Der Mensch ist also nicht mehr individuelles, kreatives Geschöpf, das Kultur schafft, sondern nun der Kultur, dem eigentlichen Organismus und „Individuum höherer Ordnung“ untergeordnet. Spenglers unentwegte Rede von einer umfassenden Symbolik, die noch in dem Ausspruch gipfelt: „Alles ist Zeichen und Symbol“, ist damit bereits erledigt. Hier wird das Symbol mit dem Prognostikum verwechselt: Spenglers Symbolik ist eine Physiognomie, und zwar des Erwachens, Erblühens, Sterbens und Todes von als organisch verstandenen Kulturen. Das sind aber keine Symbole, denn hier gibt es nichts zu verstehen! Das sind Vitalparameter; aus denen kann man höchstens eine Kurve zeichnen. Bei einem hippokratischen Gesicht gibt es nichts symbolisch zu deuten oder zu verstehen, sondern nur zu erklären. Was Spengler nicht bio- und psychogenetisch in einer seiner acht Kulturen „auflösen“ kann, ist für ihn Müll, intellektueller Abfall oder nur noch von zoologischer Bedeutung. Symbole, die nicht seine Symbole sind, sind für ihn keine Symbole, fallen der Säuberung des Materials „von allem Trübenden und Unbedeutendem“ zum Opfer: „Namen sind Schall und Rauch!“ – Oswald Spengler in seiner autistischen Monade.

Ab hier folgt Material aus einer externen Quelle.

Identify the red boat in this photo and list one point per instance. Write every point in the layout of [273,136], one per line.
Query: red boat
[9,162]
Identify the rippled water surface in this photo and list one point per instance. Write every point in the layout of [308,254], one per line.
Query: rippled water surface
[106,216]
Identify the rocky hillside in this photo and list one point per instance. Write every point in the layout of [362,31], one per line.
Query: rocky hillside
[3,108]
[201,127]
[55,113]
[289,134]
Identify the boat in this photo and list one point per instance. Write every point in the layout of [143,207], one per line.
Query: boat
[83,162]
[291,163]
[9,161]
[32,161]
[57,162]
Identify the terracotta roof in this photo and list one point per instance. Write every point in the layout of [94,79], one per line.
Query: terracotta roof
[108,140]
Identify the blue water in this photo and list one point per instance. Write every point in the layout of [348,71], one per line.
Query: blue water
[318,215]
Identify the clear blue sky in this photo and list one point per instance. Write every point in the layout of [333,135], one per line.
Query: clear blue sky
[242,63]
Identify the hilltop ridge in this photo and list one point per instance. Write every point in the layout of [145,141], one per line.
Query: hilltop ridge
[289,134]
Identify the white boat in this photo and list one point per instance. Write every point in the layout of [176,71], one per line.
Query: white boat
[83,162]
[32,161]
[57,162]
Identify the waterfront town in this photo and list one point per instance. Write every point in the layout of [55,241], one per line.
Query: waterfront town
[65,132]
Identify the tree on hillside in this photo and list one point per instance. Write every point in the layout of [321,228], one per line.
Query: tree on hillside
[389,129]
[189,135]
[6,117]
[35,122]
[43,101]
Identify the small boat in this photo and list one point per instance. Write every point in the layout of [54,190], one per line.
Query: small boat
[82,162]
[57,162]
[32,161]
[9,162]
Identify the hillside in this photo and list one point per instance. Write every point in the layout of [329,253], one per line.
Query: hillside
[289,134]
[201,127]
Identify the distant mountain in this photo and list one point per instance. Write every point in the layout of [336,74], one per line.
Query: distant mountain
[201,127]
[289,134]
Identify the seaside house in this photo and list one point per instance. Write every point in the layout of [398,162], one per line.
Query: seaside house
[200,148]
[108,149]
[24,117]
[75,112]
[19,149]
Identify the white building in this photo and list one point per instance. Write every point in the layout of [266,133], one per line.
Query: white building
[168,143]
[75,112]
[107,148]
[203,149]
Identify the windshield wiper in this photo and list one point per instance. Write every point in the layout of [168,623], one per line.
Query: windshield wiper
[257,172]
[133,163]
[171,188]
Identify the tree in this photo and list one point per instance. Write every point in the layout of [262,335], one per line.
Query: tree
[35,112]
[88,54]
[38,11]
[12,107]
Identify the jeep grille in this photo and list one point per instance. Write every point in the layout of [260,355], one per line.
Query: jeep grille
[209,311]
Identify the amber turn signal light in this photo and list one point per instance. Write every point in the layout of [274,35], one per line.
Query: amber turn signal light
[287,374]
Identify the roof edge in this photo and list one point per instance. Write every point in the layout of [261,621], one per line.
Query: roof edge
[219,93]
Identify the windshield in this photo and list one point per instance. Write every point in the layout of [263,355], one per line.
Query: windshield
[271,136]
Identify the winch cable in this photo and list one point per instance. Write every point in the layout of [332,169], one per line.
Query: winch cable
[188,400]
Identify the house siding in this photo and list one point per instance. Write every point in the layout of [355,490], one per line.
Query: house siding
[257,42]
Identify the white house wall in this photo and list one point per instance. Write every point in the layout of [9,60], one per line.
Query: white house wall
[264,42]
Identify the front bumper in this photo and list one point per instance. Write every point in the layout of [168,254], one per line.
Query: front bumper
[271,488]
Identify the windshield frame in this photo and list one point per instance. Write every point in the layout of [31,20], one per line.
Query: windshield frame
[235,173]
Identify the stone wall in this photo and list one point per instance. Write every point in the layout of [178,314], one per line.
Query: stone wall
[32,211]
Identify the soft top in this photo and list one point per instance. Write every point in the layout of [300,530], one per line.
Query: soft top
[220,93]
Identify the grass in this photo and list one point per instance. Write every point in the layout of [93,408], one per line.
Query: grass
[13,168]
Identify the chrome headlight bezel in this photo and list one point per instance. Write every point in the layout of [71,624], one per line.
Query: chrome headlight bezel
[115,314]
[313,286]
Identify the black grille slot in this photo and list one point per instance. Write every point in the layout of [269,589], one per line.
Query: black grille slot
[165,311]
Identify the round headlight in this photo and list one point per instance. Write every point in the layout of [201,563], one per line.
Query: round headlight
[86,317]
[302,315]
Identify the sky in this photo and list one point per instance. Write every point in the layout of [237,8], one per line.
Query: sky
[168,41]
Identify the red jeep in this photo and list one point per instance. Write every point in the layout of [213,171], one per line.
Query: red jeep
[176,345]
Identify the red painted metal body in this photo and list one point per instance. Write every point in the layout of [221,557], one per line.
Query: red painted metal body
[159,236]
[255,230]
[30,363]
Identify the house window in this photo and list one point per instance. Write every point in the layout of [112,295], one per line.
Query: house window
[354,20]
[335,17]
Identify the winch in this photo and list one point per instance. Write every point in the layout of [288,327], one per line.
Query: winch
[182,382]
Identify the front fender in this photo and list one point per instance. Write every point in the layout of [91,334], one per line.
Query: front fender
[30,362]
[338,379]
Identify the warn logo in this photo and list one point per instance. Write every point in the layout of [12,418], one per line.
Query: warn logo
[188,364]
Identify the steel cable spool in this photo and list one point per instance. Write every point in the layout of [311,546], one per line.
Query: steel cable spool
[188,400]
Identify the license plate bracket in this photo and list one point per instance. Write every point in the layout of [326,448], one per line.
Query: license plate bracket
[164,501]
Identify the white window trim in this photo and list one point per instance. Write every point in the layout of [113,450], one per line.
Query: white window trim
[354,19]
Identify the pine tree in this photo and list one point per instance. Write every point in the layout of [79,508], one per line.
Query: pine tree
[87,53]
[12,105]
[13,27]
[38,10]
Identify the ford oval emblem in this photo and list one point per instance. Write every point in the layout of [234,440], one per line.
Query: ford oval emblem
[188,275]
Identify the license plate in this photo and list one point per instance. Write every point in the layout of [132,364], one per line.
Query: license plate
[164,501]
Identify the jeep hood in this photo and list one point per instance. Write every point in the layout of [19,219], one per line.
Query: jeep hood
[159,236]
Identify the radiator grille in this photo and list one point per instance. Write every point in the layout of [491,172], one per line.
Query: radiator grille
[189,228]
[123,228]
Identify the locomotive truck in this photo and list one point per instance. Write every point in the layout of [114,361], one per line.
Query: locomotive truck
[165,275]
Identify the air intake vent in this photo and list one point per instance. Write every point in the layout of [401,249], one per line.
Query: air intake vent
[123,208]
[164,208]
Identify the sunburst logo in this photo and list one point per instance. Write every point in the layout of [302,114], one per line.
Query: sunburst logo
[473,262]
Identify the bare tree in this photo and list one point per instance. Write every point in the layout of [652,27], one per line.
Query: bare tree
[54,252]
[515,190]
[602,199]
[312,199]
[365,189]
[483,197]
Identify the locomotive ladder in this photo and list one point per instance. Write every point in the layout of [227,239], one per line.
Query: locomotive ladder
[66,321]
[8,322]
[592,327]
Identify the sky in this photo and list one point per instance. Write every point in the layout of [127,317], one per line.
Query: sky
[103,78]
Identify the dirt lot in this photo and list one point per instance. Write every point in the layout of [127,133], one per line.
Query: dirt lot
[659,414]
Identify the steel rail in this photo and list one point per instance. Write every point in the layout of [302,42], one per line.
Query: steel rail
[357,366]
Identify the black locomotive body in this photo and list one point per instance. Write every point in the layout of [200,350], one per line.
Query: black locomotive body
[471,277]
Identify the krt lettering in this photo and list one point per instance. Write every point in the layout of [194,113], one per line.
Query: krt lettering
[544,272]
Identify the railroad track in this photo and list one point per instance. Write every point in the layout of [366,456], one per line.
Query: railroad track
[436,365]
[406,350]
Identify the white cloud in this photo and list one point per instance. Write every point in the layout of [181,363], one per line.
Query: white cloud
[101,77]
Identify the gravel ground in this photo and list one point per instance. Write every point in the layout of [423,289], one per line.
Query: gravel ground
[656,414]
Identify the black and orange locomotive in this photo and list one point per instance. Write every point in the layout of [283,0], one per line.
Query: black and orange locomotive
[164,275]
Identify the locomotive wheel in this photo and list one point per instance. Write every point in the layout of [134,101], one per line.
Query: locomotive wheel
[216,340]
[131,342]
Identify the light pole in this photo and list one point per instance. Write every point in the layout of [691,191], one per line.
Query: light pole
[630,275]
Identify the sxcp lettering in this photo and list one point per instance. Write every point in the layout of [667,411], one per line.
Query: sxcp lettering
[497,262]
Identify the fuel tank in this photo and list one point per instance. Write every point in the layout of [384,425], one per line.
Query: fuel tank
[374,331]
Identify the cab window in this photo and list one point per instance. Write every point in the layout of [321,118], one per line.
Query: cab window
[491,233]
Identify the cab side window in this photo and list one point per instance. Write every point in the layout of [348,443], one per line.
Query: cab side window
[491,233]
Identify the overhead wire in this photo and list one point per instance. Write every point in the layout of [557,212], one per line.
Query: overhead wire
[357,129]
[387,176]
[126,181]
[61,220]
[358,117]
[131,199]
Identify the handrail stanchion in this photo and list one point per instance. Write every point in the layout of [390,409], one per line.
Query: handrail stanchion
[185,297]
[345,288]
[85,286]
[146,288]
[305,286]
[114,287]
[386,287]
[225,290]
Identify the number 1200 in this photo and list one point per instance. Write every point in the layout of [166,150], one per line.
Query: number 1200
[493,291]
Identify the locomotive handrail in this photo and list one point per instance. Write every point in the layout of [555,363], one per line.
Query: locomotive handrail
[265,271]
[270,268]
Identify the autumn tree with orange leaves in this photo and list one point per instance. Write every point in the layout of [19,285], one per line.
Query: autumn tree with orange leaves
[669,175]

Arnold J. Toynbee (†1975), der „fromme Spengler“, will es in A Study of History seinem heimlichen Vorbild gleichtun und entwickelt, britische Weltgewandtheit mit antiker Weisheit kombinierend, eine Panoramaschau der Kulturen, der zwar nicht spenglerscher Röntgenblick und Kaltschnäuzigkeit zu Gebote stehen, die dafür aber ganz ohne biologistische Phantasmen auskommt und an empirischer Fleißarbeit selbst den Deutschen übertrifft. Doch man staunt nicht schlecht, als der Byzantinistik-Professor – über 30 Jahre lang Direktor des renommierten Chatham-House, einem königlichen Institut, das dem britischen Außenministerium zuarbeitet – induktiv ein Gesetz findet, nach dem alle Kulturen in ihrer Endphase jeweils eine 3 ½ - Takt-Folge von Rückschlägen und Erholungen durchlaufen.[19] Die 3 ½ steht zentral in der Offenbarung des Johannes (schon bei Daniel) – sie verweist auf das Ende der Zeiten und den Antichrist. Toynbee war das natürlich bewusst, auch wenn er den Bezug auf die Apokalypse geflissentlich vermeidet.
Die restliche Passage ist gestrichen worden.